The present data also contribute to our knowledge as to how Nmp4 works at the molecular level. Nmp4 binds throughout the genome but is primarily localized to regions near the TSS and within the gene, consistent with mediating a regulatory role. GEM analysis confirmed the AT-rich homopolymeric-binding site and did not identify other consensus sequences expected only if Nmp4 also interacted with the genome indirectly via other DNA-binding proteins. Nmp4 association with the genome is responsive to PTH because hormone decreased genome-wide occupancy in the MC3T3-E1 cells after 1 hour of exposure. However, the impact of PTH on Nmp4 occupancy was gene and site-specific and hormone stimulation was observed to induce, remove, or have no effect on Nmp4 genomic occupancy. This may further augment the fine control that this transcription factor has over the regulation of osteoprogenitor and/or bone-forming capacity.
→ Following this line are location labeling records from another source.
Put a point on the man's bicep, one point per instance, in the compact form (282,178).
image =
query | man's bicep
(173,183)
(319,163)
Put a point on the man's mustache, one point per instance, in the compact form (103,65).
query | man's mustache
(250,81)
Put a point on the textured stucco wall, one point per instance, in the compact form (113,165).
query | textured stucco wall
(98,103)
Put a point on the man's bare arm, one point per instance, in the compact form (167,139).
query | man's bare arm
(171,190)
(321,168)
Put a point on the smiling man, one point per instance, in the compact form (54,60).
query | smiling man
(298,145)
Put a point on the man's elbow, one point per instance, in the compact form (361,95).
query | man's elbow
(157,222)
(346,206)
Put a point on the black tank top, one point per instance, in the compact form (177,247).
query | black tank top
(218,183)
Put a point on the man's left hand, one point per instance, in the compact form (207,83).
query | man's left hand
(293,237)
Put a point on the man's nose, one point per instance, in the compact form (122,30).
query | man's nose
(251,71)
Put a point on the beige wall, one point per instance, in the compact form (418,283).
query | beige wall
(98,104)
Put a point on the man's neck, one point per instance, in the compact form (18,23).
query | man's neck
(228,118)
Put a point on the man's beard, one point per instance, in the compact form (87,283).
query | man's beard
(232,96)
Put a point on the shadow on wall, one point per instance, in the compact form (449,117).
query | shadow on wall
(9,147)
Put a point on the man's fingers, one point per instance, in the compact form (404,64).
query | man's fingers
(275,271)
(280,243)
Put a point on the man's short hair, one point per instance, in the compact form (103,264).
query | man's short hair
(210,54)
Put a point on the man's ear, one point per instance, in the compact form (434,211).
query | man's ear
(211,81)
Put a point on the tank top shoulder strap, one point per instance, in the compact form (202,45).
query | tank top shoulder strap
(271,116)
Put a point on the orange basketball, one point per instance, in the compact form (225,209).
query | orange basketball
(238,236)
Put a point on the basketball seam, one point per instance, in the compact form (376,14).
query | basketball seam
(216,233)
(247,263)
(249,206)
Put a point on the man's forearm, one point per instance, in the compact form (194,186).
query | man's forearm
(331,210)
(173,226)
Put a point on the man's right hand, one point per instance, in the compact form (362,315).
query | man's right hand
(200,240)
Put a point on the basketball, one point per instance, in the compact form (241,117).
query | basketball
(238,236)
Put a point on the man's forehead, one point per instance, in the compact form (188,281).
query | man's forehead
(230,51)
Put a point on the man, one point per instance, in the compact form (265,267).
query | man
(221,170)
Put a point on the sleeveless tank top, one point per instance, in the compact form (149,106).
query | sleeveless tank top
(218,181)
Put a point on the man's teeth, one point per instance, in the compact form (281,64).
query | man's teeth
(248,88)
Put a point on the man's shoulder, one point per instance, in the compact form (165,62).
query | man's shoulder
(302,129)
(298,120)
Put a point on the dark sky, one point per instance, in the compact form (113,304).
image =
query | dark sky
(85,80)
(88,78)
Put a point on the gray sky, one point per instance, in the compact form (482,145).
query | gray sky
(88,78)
There is a critical need for osteoanabolic agents (68). We have taken a 2-pronged approach in our research to serve this clinical demand: 1) identify molecular and cellular mechanisms that could be used, for example in an adjuvant setting to promote enhanced efficacy or less frequent dosing with current osteoanabolic agents; and 2) identify innovative approaches to identify new drug targets/pathways or mechanisms of action that would provide needed substrate for the future drug discovery initiatives in bone disease, including osteoporosis. Our discovery-driven approaches have mapped a global network of Nmp4-regulated pathways potentially comprising a bone antianabolic axis. Further functional studies charting the hierarchy and interactions of theses network pathways will provide a novel integrated mechanism underlying the natural constraints on bone formation. We postulate that the Nmp4 antianabolic network may constitute a novel strategy to identify and reveal pharmacologically accessible pathways for adding new bone to the old skeleton.